Just over a year ago my dressage horse, Bear, sustained a career-ending injury in a hind leg while out in an icy paddock. When I heard the devastating diagnosis, time seemed to stand still, as if it was holding space for me while I absorbed the disorienting and overwhelming new reality.
Helping Bear through months of rehab taught me the many lessons of time ~ being in the moment and having patience chief among them. His healing was going to take as long as it was going to take. I had to release all agendas and be what he needed me to be ~ a patient and attentive care giver ~ while he hobbled along the path to wellness.
Interestingly, Bear taught me about patience. He took his four-month confinement in stride. He seemed to know he needed the down time, which gave me permission to release all notions of a timeline for when he had to be better. This was his time to find balance again, and I needed to respect that and be the support he needed.

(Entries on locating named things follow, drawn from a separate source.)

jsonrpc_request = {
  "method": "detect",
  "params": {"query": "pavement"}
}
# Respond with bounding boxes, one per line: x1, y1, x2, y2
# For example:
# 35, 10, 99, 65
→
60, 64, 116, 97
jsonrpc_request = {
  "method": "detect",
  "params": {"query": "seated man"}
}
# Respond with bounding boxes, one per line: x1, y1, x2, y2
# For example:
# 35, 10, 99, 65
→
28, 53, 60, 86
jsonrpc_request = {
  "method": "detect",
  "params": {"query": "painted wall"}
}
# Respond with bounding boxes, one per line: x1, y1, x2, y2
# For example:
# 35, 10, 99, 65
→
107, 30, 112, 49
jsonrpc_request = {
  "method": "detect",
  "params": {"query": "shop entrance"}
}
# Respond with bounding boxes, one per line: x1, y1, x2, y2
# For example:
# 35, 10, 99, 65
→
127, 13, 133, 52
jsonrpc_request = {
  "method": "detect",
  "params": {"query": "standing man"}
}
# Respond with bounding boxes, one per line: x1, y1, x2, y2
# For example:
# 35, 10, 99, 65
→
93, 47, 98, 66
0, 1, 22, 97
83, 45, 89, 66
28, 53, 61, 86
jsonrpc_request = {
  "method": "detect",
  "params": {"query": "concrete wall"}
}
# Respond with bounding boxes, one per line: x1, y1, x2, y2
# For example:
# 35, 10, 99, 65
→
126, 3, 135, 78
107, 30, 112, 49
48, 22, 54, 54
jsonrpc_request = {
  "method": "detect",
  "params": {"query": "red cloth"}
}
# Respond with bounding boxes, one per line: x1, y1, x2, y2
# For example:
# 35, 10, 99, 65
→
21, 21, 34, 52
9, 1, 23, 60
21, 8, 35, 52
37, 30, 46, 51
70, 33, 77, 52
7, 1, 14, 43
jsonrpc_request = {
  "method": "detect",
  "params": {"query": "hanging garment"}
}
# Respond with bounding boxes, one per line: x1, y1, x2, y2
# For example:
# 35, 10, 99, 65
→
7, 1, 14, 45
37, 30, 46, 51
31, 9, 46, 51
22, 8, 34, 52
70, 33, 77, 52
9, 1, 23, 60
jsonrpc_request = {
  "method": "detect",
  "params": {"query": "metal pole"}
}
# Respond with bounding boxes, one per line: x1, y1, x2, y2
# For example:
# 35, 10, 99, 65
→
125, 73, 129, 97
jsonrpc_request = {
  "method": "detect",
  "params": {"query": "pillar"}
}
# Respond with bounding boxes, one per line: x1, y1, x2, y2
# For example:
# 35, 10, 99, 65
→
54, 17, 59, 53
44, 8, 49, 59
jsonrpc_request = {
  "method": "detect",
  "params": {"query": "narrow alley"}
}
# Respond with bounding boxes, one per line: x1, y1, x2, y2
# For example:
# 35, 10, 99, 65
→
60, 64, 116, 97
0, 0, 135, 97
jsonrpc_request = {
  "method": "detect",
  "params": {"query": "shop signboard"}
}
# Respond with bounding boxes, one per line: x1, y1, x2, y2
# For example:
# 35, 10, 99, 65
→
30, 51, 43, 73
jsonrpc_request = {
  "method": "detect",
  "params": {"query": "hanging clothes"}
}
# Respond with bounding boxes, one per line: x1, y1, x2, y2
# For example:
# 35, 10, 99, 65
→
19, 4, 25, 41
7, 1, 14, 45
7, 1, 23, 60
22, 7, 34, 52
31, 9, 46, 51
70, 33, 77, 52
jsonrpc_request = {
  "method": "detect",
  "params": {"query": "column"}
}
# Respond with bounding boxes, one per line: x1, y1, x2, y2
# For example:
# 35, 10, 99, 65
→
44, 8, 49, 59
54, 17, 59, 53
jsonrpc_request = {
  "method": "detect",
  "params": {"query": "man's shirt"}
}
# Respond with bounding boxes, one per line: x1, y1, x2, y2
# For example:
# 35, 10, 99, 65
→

Daily 10-minute walks in the arena in the bitter cold gave us time to stretch our legs. Appreciating every wobbly step he took and the trust this horse had put in me for his welfare took my connection with him deeper, and gave me a greater appreciation of my role in his recovery. Teaching Bear to smile for a carrot, and other happy distractions, kept his mind engaged and gave me a deeper appreciation for the intelligent clown he really is. Changing his bandages every day helped deepen my empathy for his condition. Watching him heal gradually, over time, gave me the satisfaction of understanding the part I was playing in his healing journey.
Bear’s boo boo forced me to stop and reconsider my relationship with time. Time is a construct we’ve developed to help organize our lives, but instead we’ve allowed it to enslave us. As devastating as the initial report of Bear’s injury was it helped me grasp the value of letting go and letting be. It doesn’t mean it’s always easy, but when I feel myself becoming entrapped by time I remember happy moments spent in the company of a horse finding his way to wellness.
Today Bear is 100 per cent recovered and cavorting in a paddock with a new girlfriend. In the spring we’ll saddle him up and he’ll learn to be a husband’s hack horse. And when the time is right he’ll take his place as the lead horse in my therapy herd.
Had I forced an agenda and not learned the lessons of time, his story might have ended quite differently, and not necessarily so happily.